Wie pflegen Sie Ihren Schäferhund? Bitte hinterlassen Sie einen Kommentar!

2 Gedanken zu „Schäferhund Pflege und Fellpflege

  1. Wer schreibt, ein Schäferhund sei nicht so pflegeintensiv im Haarkleid, hat noch nie einen Altdeutschen Schäferhund besessen. Tägliches Bürsten tut not, wenn er trocken ist. Der lange Behang verfilzt ruckzuck. Besonders an den Oberschenkeln und am Unterbauch…
    Er bringt im Fell alles mit nach hause: Blätter Zweige, Gräser, Stroh….es ist zum verzweifeln. Als Hilfe zum Bürsten nutze ich Schweif und Mähnenspray von meinem Pferd.

    Aber pflegeintensiv ist das alles auf jeden Fall!

  2. Also wer meint der D.SCH. ist pflegeleicht dem kann ich nicht recht geben. Alle 2 Tage muß
    ich sie bürsten. Womit ? Ein Kamm und FURminator mit dem ich allerdings nicht so recht
    zufrieden bin.

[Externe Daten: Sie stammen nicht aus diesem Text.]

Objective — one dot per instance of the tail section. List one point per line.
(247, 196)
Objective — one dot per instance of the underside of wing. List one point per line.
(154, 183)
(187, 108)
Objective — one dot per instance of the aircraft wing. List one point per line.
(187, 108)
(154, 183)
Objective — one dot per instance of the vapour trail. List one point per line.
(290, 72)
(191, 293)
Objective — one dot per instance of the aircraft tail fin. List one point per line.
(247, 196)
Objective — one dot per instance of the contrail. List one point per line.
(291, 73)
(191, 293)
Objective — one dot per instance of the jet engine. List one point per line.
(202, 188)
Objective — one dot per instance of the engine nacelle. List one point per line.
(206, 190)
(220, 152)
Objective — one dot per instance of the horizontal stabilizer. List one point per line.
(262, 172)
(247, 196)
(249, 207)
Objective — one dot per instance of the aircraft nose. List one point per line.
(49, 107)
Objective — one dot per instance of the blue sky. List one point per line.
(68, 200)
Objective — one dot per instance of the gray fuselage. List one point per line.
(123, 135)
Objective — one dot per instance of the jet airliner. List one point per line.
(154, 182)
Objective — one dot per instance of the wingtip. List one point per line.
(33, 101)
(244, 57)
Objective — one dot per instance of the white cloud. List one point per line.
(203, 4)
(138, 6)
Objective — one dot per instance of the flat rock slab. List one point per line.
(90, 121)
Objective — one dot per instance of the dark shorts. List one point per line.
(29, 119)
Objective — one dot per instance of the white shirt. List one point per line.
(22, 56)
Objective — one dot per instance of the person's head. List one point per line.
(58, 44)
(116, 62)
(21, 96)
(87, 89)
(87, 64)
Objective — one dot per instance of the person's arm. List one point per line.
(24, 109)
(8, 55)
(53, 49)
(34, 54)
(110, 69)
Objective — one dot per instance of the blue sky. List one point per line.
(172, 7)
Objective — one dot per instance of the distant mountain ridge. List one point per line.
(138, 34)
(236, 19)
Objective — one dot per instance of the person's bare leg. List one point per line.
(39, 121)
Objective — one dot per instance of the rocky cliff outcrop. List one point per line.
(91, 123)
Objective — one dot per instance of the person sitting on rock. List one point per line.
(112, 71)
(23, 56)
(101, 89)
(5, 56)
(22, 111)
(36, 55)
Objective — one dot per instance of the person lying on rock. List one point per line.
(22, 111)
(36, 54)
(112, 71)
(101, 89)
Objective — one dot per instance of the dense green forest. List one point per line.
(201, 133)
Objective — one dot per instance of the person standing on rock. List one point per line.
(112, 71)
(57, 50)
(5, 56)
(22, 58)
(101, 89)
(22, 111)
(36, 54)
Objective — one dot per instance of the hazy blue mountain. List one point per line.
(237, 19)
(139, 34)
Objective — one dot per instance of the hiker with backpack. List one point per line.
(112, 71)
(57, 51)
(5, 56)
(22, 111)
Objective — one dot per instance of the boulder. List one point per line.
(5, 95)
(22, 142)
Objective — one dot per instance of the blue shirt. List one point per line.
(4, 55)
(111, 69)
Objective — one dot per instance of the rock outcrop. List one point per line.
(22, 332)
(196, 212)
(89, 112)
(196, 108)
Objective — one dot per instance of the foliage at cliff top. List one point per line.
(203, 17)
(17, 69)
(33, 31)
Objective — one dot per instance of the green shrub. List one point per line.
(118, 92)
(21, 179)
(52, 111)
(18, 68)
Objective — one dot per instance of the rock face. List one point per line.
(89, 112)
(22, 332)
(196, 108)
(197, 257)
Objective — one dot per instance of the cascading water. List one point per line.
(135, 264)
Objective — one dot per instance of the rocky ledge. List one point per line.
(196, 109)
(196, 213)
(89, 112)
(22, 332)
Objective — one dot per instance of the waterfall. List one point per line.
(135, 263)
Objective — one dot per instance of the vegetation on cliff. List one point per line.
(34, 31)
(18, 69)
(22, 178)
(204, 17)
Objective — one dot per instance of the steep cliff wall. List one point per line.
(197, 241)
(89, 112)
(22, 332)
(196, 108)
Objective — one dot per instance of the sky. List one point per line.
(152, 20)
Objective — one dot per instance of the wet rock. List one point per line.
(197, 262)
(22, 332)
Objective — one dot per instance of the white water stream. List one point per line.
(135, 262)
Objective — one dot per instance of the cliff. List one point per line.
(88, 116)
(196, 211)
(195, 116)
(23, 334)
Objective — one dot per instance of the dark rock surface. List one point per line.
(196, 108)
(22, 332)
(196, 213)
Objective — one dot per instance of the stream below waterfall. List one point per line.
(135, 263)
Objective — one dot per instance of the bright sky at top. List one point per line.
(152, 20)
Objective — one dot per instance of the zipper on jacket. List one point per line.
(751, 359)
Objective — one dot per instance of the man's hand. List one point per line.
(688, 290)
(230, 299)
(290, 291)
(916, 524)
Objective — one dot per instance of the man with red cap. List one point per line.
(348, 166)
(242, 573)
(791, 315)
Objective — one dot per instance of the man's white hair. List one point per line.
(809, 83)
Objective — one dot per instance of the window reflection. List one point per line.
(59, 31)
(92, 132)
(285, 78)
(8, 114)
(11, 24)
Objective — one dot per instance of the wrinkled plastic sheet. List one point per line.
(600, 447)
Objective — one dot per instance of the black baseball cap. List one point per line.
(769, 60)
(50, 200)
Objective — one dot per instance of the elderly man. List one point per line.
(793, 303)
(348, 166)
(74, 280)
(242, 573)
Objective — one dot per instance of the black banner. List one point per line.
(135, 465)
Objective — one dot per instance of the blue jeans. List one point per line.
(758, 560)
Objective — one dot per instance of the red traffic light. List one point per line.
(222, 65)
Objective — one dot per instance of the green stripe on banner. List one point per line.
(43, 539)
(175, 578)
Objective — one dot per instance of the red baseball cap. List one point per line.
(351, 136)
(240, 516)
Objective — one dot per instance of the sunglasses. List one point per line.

Was ich früher hatte gibt es nicht mehr das war wesentlich besser keine Ahnung
    wie das Teil hieß.Mit dem Kamm kommen die lange Haare raus ist sehr sehr zeitaufwendig.
    Man denkt es hört nie auf. Bei dem FURminator sieht man den Erfolg so ca nach 10 Minuten
    Doch wo oberflächliche “Nervenbahnen” laufen ist es für den Schäfer nicht sehr angenehm.
    Werde mich mal um einen Striegel kümmern.
    Der Rest vom Schäfer ist pflegeleicht ( Augen,Krallen,Zähne ). Man muß nur wissen wie.
    Die DEUTSCHEN Schäferhundvereine im allgemeinen sind nicht kompetent für diese Fragen.
    Da läßt noch A.H. grüßen,leider leider.Da gilt ja noch der runter gezüchtete Rücken als
    gelungenes Erbmal ( HD läßt grüßen ).